Bruce cuts him off smoothly but firmly, a snap in Steve's restless chaos. "You're forgetting two important facts, Steve. The fight for equality is far from over and still needs all of the help that it can get. Like any war, battles have been won but they've also been lost. You know that. I know you know that. Yes, it's no longer illegal here but the same can't be said for every country and nation. Also, a lot of people, too many people, face worse than jail time." Sympathy is the last emotion Steve wants to see in anyone's eyes pointed his way. It's different from Bruce however. It's why he chose Bruce in the first place. "Secondly, ghosts don't get haunted. That's what's happening to you. You've got demons crawling wild all over you. You think you're the relic but Steve, you're simply carrying them around and you don't realize it." He sighs and Steve knows the answer is next but he's no longer sure if he wants it. "You have to let them go."
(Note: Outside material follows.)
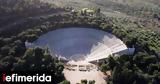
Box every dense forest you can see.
[0,0,160,84]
But one night Steve does, he lets go.

He lies with Tony in his arms, pressed chest to chest and stroking his fingers down the other man's back.

"I lost my virginity to a man named Jeremiah when I was twenty-two," Steve whispers, louder than a secret. "I met him at an underground bar. It had a password and everything."

Mercifully, Tony understands. He kisses Steve and he doesn't joke. He asks in a hushed tone, "What was the password?"

Steve smiles small. "Ishmael."

"As in Moby Dick? Clever." Tony gazes at Steve intently. He puts his own hand into Steve's hair, comforting and calm. "What else happened?"

"He took me to his apartment and I was terrified. I kept thinking of the worst possible scenarios. It could've been my last night but I stayed. Slept in his bed. I even saw him a couple more times before I went off to war."

"You're the bravest man I know. I'm glad, Steve. I'm proud of you for letting yourself have that." Tony says. He curls in impossibly closer. He makes Steve feel impossibly safe. "You've been having a tough time lately."

Steve's stunned and not. Tony's always seen through him better than anyone. Steve resolves to being as fragile as glass. "It's just—I wonder how his life ended. If he ever found someone and if it was enough. If he did find someone, were they ever caught? Did the worst happen to them?"

Tony shakes his head softly. "You can't think like that. He couldn't have missed what he didn't know."

A necessary silence stretches. Something within Steve unhitches and melts; it gives way like heated snow.

"My first time with you was in a public restroom," Steve laughs humorlessly, is taken over by shudders. "But God, I wouldn't trade that for anything, Tony. Could never. If I went to sleep and woke up seventy years from that moment, I wouldn't ever say goodbye to it. You know that don't you?" His voice falters as he speaks, he didn't anticipate the burn in his eyes but there's a lesson he's learned again and again: a heart doesn't piece back together without pain.

"I know, Steve, I know. You don't ever have to worry about that happening," Tony says vehemently. He kisses Steve hot and hard. Steve feels the next words sear a tattoo to his skin, like they're his to keep. "I swear it to you."

"I can't cheat myself out of being with you and I'm not sorry about that," Steve breathes, releases it with everything he is. He cries it into Tony's bare shoulder, he doesn't know for how long. It doesn't matter for how long really because when he's finished, all is silent except for the small space between he and Tony. And for now, that's enough.